A weak fuel pump shows up under high-load conditions even when it tests fine at idle. The fuel-pressure-under-load test is the same as for P0171.

7. Test the Bank 2 upstream O2 sensor

If LTFT is high but the sensor data on Bank 2 looks slow or stuck, swap in a known-good Bank 2 upstream sensor as the final check.

Fixes, cheapest first

Identical to P0171 with Bank 2 framing:

FixCost (USD)When it applies
Clean the MAF sensor with CRC MAF cleaner$8MAF reading below expected at idle
Replace a cracked Bank 2 vacuum hose or PCV valve$10-$40Hissing localized to Bank 2 side
Replace Bank 2 intake manifold gasket$80-$200 part, $200-$400 laborCarb-cleaner test localizes leak at Bank 2 gasket
Replace Bank 2 upstream O2 sensor$50-$200Bank 2 sensor reads slow in live data
Replace MAF sensor$80-$300Cleaning didn't restore the reading
Replace fuel filter$25-$80Filter has not been changed in 60k+ miles
Replace fuel pump$200-$700 partFuel-pressure test reads low under load
Replace leaking Bank 2 injector$50-$150 per injectorLean condition worsens at high load only

Vehicle-specific patterns

A few V6 and V8 platforms where P0174 recurs:

  • 2003-2008 Honda J35 V6 (Pilot, Odyssey, Ridgeline): the rear bank intake gasket cracks under thermal cycling, often setting P0174 before P0171.
  • 2007-2014 BMW N54 / N55 (335i, 535i, X5 35i): the PCV diaphragm in the valve cover fails routinely around 80k miles. Sets P0171 and P0174 together; replace the entire valve cover assembly.
  • 2004-2010 Ford F-150 4.6L and 5.4L V8: intake manifold cracks underneath near the coolant passages. Look for a hairline leak between cylinders 5 and 6 (Bank 2 side).
  • 2002-2012 Toyota 2GR-FE 3.5L V6: rubber intake plenum sleeve cracks. Sets P0171 and P0174 together; replace the sleeve, not the whole manifold.
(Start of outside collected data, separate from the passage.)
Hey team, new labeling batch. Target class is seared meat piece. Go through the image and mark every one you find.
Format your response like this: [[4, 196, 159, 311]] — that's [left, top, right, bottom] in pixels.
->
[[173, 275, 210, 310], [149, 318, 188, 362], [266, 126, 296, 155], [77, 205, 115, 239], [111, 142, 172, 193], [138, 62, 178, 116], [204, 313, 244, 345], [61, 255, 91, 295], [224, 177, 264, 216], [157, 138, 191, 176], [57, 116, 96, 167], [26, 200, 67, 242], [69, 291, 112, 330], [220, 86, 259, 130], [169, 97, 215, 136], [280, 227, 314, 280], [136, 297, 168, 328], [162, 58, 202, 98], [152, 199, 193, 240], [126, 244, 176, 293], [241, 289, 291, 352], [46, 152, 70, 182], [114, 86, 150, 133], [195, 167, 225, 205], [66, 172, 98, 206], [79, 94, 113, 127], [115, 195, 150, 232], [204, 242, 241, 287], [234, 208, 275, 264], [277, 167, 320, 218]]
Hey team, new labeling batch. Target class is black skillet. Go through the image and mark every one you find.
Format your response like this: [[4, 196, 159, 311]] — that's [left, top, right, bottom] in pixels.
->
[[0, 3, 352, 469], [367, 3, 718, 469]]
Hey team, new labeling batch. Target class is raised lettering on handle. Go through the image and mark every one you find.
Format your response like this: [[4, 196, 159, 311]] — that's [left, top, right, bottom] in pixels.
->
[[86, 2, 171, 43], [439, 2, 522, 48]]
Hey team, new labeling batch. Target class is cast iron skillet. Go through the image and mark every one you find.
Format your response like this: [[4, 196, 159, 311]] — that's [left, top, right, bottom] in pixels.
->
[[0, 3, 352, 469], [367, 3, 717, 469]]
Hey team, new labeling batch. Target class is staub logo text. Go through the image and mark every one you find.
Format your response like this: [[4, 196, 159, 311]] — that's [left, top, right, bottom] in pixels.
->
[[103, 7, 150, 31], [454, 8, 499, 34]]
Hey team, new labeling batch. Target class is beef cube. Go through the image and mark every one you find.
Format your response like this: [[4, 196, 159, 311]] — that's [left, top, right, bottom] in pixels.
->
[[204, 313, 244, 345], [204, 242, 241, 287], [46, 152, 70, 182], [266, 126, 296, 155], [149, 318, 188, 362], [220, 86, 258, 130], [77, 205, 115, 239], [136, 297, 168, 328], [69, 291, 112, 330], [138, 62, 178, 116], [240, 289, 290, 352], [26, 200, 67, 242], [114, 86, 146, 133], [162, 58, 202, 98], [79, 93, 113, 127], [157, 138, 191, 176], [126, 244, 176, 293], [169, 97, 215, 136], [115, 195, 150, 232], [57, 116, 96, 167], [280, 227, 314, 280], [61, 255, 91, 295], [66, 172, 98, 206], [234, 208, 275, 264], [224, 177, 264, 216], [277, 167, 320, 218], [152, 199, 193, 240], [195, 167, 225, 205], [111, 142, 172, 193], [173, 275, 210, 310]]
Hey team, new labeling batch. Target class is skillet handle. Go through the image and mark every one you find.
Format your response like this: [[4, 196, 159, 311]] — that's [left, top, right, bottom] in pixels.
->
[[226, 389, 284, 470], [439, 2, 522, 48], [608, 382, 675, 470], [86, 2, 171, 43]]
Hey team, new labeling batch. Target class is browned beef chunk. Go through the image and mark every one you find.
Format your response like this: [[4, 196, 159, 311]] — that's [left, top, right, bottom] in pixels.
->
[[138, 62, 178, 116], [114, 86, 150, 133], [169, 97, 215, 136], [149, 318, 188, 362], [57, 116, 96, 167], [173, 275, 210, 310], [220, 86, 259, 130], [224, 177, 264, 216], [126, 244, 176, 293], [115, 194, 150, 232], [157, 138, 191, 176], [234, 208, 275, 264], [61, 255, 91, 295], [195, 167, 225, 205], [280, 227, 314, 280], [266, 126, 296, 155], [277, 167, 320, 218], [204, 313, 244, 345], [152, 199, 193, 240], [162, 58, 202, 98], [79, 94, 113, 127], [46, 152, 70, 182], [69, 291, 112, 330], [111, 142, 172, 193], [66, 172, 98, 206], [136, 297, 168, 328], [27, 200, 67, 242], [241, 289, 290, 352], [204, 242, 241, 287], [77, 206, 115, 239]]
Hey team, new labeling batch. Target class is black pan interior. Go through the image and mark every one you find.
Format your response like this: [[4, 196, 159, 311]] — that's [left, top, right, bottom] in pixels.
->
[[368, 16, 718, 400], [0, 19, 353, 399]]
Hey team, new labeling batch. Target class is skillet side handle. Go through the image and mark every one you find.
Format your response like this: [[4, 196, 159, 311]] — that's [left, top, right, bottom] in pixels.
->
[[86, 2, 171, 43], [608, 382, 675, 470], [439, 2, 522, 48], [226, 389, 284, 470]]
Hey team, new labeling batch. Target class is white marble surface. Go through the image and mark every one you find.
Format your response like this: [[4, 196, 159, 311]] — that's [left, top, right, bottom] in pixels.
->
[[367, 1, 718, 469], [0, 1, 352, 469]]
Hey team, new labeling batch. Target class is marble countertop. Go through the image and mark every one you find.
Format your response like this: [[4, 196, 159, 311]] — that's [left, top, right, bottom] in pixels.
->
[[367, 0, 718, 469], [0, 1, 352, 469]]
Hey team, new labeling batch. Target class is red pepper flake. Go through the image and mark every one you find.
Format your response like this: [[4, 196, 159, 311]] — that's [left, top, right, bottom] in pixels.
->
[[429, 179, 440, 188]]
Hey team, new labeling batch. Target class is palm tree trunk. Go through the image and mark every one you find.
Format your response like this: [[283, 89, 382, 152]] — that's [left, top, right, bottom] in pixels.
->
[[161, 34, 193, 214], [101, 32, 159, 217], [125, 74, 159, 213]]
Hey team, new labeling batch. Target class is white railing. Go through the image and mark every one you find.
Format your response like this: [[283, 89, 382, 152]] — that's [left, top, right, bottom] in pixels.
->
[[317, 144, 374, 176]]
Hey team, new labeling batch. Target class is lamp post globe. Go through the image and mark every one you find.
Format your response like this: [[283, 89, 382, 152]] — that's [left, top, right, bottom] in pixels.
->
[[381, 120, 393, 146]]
Frequently asked questions

Can I drive with a P0174 code?
For a few weeks, yes. The engine runs and the immediate damage is small. But sustained lean operation on Bank 2 will overheat the Bank 2 catalyst and eventually set P0430 on top of P0174, which adds $400-$2,500 to the eventual repair. Diagnose within two weeks.
What does P0171 and P0174 together mean?
A shared cause upstream of where the intake splits into two banks. Common shared causes: intake manifold or plenum gasket leak, PCV diaphragm failure, brake booster check valve, weak fuel pump, restricted fuel filter, or a dirty MAF sensor. Stop looking at either bank individually.
Which side is Bank 2 on my V6 or V8?
Bank 2 is the bank that does NOT contain cylinder 1. On transverse Toyota and Honda V6s, Bank 2 is usually the rear bank. On Ford EcoBoost V6s it is usually the front bank. On GM 5.3L V8s it is usually the passenger side. The owner's manual or a cylinder-numbering diagram for your specific engine is the definitive source.
Is P0174 worse than P0171?
No. They are identical in severity. The only difference is which bank of the engine is affected. P0174 only appears on V6, V8, and V10 engines because inline engines have only one bank. The diagnostic cost and fix cost are the same.
Will a fuel system cleaner fix P0174?
Almost never. Fuel system cleaners address injector deposits, not vacuum leaks, MAF sensors, PCV diaphragms, or fuel-delivery hardware. The one case where a top-tier cleaner helps is when injector deposits are restricting flow on a specific Bank 2 injector, which is a small fraction of P0174 cases.